We arrived at the Needles District a little after dark and spent the night at the Superbowl campground. Never really got to see what the campground looked like as we threw the tent up and went to sleep right away and then were up before dawn to try to get an early start. We arrived at the Horse/Salt Creek Canyon road entrance just as it was getting light and found the gate locked as expected. We loaded up our packs for the long twelve-mile trip in lugging almost two gallons of water per person as recommended by the ranger.
The first part of the trip is unremarkable (well unremarkable by Canyonlands standards). Upper Salt Canyon is wide and not much in terms of interesting rock formations at this point. The road was flat and sandy with a few pools of water (the last water we would see til we returned) most of the way to Peekaboo. There is a lot of talk about this road, but not a lot of details (and even fewer pictures). Here are several pictures that should give some idea of the road conditions.
The first couple of miles the road looked to be in pretty good shape and most 4x4 vehicles could probably handle this as long as they could negotiate the deep sand.
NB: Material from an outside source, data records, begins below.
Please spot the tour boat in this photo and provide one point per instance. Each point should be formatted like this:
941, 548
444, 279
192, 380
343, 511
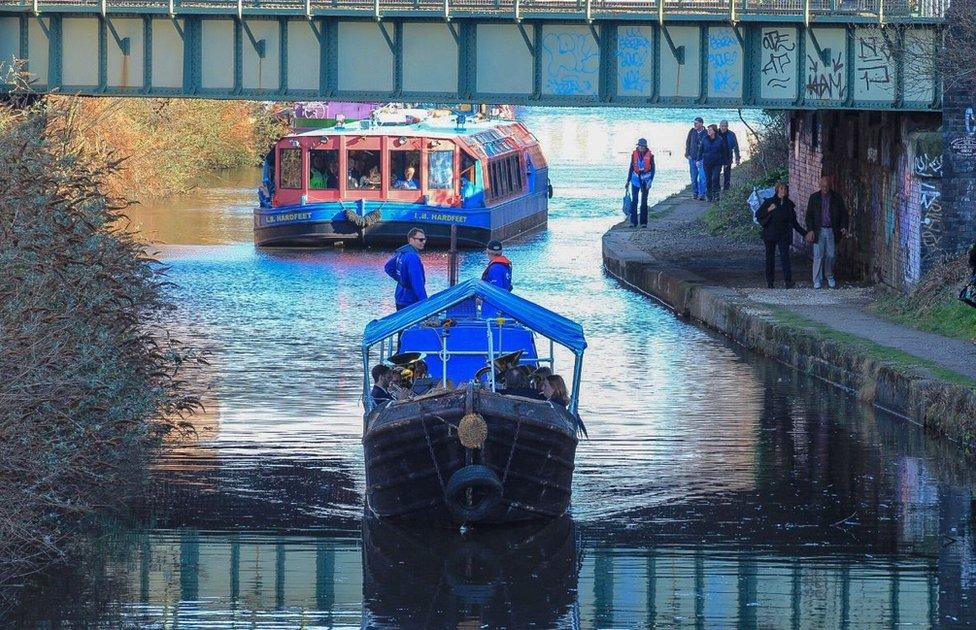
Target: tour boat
368, 182
468, 451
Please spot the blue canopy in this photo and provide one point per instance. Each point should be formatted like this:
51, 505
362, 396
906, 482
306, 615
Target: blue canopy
541, 320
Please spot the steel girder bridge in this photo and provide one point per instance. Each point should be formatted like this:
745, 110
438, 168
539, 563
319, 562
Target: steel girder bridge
804, 54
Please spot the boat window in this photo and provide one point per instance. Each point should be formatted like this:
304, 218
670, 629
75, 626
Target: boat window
405, 170
290, 169
364, 170
440, 170
323, 170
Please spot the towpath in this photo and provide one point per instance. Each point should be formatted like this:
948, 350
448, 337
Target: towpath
677, 238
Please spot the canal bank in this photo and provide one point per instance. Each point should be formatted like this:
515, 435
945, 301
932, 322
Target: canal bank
923, 377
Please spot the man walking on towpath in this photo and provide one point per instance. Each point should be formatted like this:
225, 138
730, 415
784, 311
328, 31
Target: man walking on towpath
639, 178
827, 221
731, 150
498, 273
407, 269
712, 153
693, 155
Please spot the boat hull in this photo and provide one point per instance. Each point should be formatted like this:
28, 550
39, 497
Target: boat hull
382, 224
416, 465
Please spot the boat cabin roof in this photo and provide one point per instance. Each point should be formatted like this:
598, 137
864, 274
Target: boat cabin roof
482, 138
541, 320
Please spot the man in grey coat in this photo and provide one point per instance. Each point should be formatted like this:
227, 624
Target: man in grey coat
827, 222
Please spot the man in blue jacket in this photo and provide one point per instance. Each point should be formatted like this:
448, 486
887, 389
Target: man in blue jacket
407, 269
731, 150
692, 144
712, 150
498, 272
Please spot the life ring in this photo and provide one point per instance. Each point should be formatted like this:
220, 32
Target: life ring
480, 479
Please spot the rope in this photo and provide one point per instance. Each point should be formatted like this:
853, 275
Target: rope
511, 453
433, 458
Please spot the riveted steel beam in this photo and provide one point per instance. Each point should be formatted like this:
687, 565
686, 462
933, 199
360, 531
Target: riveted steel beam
567, 62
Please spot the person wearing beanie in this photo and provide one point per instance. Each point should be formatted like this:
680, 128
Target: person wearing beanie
497, 273
640, 174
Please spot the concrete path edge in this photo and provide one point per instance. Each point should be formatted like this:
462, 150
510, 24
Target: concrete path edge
912, 393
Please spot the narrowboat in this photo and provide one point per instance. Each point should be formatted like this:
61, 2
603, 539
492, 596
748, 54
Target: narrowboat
466, 449
368, 182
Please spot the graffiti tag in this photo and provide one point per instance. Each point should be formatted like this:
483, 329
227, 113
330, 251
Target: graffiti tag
826, 81
927, 166
778, 47
572, 63
633, 54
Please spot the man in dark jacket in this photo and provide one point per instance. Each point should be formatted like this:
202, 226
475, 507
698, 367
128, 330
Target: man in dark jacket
732, 151
827, 222
777, 215
712, 150
407, 269
692, 148
499, 273
640, 175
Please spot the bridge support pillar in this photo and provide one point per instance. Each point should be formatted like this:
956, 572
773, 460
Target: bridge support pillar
958, 185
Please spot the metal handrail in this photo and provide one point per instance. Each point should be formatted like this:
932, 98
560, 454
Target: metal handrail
734, 10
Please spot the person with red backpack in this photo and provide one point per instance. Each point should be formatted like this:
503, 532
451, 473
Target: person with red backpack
497, 273
639, 178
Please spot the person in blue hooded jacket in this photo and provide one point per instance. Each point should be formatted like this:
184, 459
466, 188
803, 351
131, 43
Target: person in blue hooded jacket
497, 273
407, 269
712, 149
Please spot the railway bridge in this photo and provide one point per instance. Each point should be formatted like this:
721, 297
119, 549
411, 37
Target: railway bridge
784, 54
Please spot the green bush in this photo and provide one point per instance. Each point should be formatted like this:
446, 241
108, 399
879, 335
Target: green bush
92, 382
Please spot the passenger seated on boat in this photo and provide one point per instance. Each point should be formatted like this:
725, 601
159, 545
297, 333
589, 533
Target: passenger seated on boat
323, 174
555, 390
538, 378
372, 180
409, 181
516, 384
381, 380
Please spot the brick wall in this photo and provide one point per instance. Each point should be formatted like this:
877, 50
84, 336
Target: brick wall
885, 166
956, 229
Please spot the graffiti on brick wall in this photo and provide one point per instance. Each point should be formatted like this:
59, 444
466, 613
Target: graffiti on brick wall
926, 165
825, 81
932, 227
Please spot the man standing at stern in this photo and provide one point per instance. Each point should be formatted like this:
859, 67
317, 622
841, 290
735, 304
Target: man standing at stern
407, 269
827, 221
498, 273
639, 178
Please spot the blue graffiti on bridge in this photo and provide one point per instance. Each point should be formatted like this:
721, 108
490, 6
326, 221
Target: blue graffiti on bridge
633, 59
572, 63
724, 57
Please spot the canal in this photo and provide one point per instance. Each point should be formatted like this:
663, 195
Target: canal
717, 489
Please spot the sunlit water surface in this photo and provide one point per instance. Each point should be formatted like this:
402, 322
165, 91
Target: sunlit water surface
716, 489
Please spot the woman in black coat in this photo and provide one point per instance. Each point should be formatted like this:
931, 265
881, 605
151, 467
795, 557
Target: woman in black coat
777, 215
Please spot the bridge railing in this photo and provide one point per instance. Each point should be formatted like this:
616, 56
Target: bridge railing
517, 9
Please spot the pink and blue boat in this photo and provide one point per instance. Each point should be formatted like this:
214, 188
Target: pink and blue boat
368, 182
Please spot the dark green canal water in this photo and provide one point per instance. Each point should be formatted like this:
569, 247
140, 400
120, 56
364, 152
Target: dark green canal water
717, 489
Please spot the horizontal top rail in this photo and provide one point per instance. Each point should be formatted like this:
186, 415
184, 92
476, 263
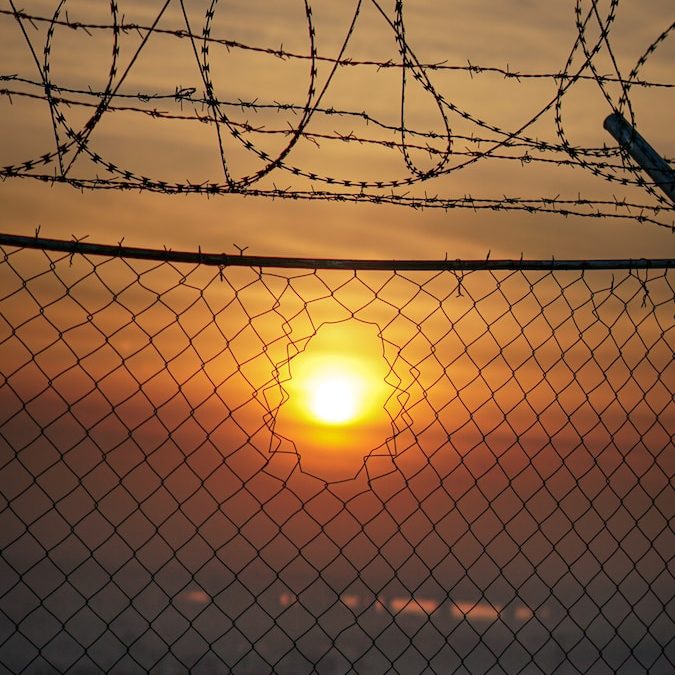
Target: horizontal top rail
241, 260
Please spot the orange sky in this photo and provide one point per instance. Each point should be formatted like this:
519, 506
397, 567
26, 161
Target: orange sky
525, 37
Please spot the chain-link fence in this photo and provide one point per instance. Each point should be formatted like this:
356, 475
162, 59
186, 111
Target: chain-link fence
499, 501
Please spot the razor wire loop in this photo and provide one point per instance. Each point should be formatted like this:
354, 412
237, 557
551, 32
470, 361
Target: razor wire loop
335, 188
523, 521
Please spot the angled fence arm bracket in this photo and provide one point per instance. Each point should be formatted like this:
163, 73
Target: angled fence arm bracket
637, 147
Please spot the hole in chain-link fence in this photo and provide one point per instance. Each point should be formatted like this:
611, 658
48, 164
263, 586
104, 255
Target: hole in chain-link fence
166, 503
I started to think that maybe the ranger was being overly cautious. After two miles, we reached the junction of Horse and Salt Canyon.
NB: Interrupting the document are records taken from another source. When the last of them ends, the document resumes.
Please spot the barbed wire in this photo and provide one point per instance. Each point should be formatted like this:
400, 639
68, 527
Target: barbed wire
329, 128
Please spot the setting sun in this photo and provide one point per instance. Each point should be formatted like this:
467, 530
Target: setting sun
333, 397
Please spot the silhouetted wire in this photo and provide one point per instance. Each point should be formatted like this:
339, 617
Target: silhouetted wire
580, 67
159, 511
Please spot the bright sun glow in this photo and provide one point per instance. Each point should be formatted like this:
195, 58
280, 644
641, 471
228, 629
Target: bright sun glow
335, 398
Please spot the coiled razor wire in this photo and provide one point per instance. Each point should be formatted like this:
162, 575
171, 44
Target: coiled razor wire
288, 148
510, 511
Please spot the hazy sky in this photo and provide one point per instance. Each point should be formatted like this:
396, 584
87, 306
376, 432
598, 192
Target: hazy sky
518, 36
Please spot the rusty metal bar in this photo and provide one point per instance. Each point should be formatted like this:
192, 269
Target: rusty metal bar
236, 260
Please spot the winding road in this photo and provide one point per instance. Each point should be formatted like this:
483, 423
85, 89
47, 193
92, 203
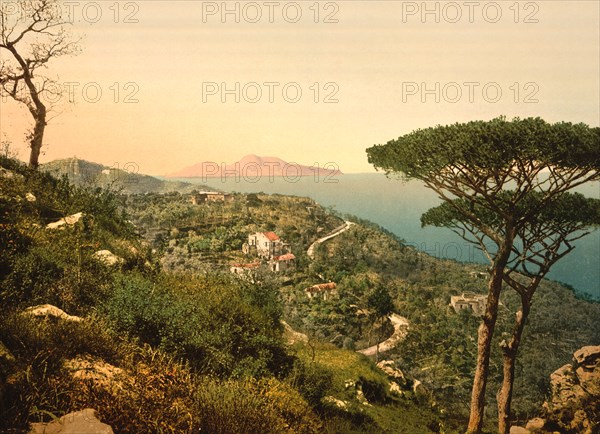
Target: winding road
400, 330
311, 250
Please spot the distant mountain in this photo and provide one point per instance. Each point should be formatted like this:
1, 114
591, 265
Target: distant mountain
253, 167
126, 179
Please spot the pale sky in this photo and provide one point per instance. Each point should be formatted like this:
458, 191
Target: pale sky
378, 61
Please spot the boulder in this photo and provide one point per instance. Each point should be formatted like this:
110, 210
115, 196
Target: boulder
108, 258
6, 359
336, 402
50, 310
79, 422
9, 174
575, 397
5, 354
389, 367
88, 368
536, 424
587, 357
65, 221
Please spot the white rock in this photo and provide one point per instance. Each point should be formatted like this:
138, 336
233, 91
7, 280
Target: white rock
80, 422
50, 310
69, 220
108, 258
337, 402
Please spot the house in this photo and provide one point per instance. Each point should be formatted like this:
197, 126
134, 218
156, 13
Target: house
209, 196
283, 262
245, 270
478, 275
322, 290
267, 245
469, 300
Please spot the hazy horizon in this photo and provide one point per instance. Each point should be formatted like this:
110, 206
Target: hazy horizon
164, 83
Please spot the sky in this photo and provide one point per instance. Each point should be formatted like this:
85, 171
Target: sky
168, 84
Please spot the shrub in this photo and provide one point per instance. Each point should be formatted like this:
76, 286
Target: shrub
312, 380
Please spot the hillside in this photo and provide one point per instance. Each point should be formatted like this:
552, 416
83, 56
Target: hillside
125, 179
159, 335
255, 167
89, 318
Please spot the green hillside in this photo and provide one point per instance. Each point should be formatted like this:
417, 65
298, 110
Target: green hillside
159, 336
125, 179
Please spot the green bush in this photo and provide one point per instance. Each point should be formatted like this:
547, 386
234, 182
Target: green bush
312, 380
207, 320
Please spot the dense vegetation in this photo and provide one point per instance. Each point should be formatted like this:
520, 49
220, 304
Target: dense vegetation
159, 351
196, 348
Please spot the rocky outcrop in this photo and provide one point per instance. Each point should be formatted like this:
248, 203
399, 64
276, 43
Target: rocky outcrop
9, 174
87, 368
575, 398
79, 422
47, 310
65, 221
576, 393
108, 258
6, 359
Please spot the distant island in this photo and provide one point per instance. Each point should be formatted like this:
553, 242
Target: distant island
254, 167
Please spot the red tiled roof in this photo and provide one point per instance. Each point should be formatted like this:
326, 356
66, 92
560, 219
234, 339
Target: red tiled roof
321, 287
286, 257
250, 265
272, 236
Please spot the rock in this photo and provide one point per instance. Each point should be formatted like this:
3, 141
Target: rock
50, 310
6, 359
108, 258
575, 397
80, 422
5, 354
9, 174
389, 367
337, 402
587, 357
395, 388
69, 220
94, 369
535, 424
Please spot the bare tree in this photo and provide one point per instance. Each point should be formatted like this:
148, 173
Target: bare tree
505, 189
32, 32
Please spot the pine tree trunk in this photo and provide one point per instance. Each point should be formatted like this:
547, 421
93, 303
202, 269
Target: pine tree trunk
37, 138
509, 357
484, 341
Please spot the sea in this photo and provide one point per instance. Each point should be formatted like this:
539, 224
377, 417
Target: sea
397, 206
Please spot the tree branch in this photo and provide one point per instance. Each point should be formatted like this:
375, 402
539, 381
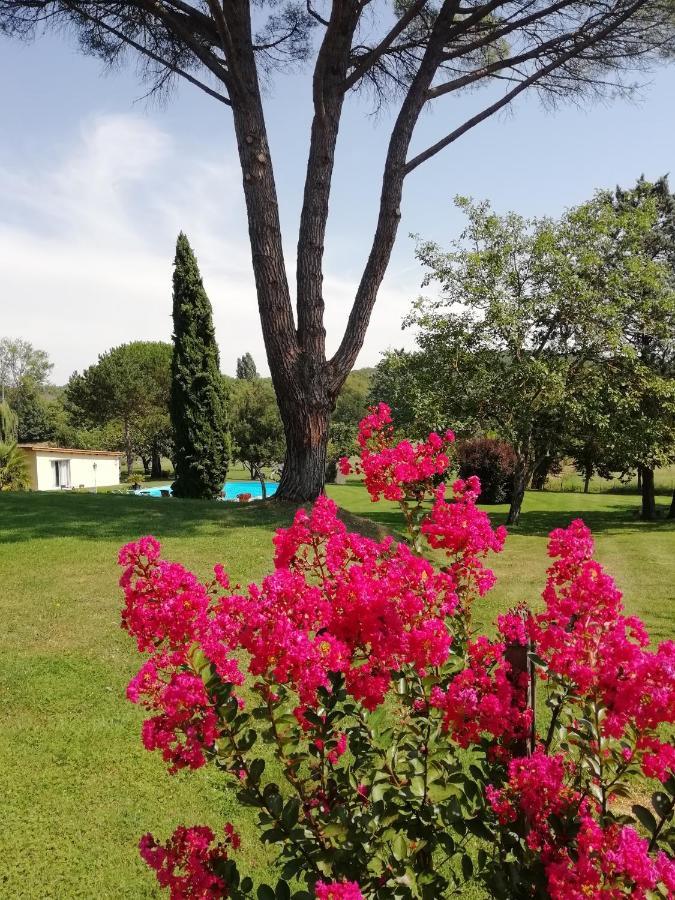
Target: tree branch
390, 198
528, 82
372, 56
155, 57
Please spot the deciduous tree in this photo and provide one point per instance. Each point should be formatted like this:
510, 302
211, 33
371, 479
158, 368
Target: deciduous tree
530, 314
127, 384
413, 54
A little further up Salt Creek Canyon, there were a few spots in the road that would have been tricky to get passed in a vehicle.
Over the next mile and a half, the scenery became more interesting as we reached Peekaboo campsite. There are some interesting ancient pictographs on the rocks above the campsites.
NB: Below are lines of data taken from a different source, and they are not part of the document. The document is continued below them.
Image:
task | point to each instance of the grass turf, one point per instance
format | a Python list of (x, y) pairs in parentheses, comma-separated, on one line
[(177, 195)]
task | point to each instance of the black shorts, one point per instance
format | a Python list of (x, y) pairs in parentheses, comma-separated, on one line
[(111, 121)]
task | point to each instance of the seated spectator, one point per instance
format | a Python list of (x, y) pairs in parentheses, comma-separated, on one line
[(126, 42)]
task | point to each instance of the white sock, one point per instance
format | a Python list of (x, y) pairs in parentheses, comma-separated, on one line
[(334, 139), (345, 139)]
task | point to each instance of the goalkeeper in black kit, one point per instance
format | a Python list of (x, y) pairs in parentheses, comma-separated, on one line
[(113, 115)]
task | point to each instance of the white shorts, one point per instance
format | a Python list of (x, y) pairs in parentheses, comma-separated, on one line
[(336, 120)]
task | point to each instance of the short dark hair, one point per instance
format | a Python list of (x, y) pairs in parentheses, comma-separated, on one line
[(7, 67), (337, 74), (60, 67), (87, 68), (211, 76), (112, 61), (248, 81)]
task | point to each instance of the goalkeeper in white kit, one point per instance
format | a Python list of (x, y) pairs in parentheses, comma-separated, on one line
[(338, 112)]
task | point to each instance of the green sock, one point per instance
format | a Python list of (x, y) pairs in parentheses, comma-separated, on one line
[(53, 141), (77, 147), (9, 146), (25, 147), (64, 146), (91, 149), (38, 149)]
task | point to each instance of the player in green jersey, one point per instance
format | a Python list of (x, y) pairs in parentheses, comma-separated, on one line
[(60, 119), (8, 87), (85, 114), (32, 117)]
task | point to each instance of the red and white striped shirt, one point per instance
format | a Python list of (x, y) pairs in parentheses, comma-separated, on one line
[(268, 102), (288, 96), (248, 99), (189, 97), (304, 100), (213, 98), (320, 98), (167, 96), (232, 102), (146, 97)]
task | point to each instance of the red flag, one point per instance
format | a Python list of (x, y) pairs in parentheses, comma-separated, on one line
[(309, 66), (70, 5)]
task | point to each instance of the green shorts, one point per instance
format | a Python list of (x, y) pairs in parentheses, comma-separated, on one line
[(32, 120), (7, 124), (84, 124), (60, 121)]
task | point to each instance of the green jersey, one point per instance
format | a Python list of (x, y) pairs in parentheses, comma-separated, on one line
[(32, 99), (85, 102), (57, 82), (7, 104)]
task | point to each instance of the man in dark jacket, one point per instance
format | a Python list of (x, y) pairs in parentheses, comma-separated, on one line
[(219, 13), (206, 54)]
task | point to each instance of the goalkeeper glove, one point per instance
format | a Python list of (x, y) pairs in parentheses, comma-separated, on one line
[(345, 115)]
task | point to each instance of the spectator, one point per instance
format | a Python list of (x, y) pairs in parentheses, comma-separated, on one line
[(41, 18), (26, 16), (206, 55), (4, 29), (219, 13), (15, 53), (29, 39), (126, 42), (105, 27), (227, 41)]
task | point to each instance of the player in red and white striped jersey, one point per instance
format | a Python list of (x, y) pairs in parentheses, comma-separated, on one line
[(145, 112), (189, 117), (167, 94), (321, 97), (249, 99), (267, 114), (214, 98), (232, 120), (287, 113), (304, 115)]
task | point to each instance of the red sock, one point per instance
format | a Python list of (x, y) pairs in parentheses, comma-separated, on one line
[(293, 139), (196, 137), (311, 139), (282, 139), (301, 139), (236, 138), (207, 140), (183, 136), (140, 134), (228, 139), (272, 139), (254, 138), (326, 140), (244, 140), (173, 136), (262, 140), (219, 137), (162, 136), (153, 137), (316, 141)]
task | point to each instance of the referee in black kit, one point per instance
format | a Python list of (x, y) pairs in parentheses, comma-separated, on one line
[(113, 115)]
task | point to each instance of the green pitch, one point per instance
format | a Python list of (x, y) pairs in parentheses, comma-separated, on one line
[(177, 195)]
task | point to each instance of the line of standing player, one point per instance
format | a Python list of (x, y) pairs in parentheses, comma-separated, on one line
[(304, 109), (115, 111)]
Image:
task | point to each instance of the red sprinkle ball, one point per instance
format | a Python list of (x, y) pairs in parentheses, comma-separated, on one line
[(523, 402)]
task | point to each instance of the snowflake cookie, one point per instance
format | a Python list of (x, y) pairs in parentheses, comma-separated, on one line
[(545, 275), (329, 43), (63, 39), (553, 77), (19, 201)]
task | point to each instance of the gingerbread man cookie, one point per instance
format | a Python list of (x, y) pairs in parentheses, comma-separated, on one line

From Peekaboo, it was another eight miles slogging through Upper Salt Creek Canyon and its incredible rock formations. The heat was repressive and it was good we heeded the rangers' advice to take a lot of water.
Reaching Crescent Arch indicated about four miles left to go.
And after a long, hot afternoon of hiking, an innocuous, well-hidden sign indicated the entrance to the canyon that contains Angel Arch.
Another mile or so up this canyon past more incredible rock formations brought Angel Arch into sight. It is way at the very end of the canyon.
Due to the angle of the sun and the direction that Angel Arch faces, it is best viewed at sunrise. We decided to set up camp on the slick rock that permeates the bottom of the canyon and head to the arch early in the morning. After a nice dinner, we enjoyed the evening colors of the canyon and slept under a starry Utah sky enjoying a much-deserved rest.
The next morning, we left before sunrise to try to reach the arch as the sun came up. This is when the magic happened. The lighting is simply incredible at this time of day and thanks to the pilots who put a contrail right over the arch. Not another soul within miles, we spent over two hours enjoying this spine-tingling sight.
Unfortunately, nature's show doesn't last forever and we needed to return the way we came. We broke camp and headed out for another hot day in Upper Salt Creek Canyon with one more thing ticked off the bucket list.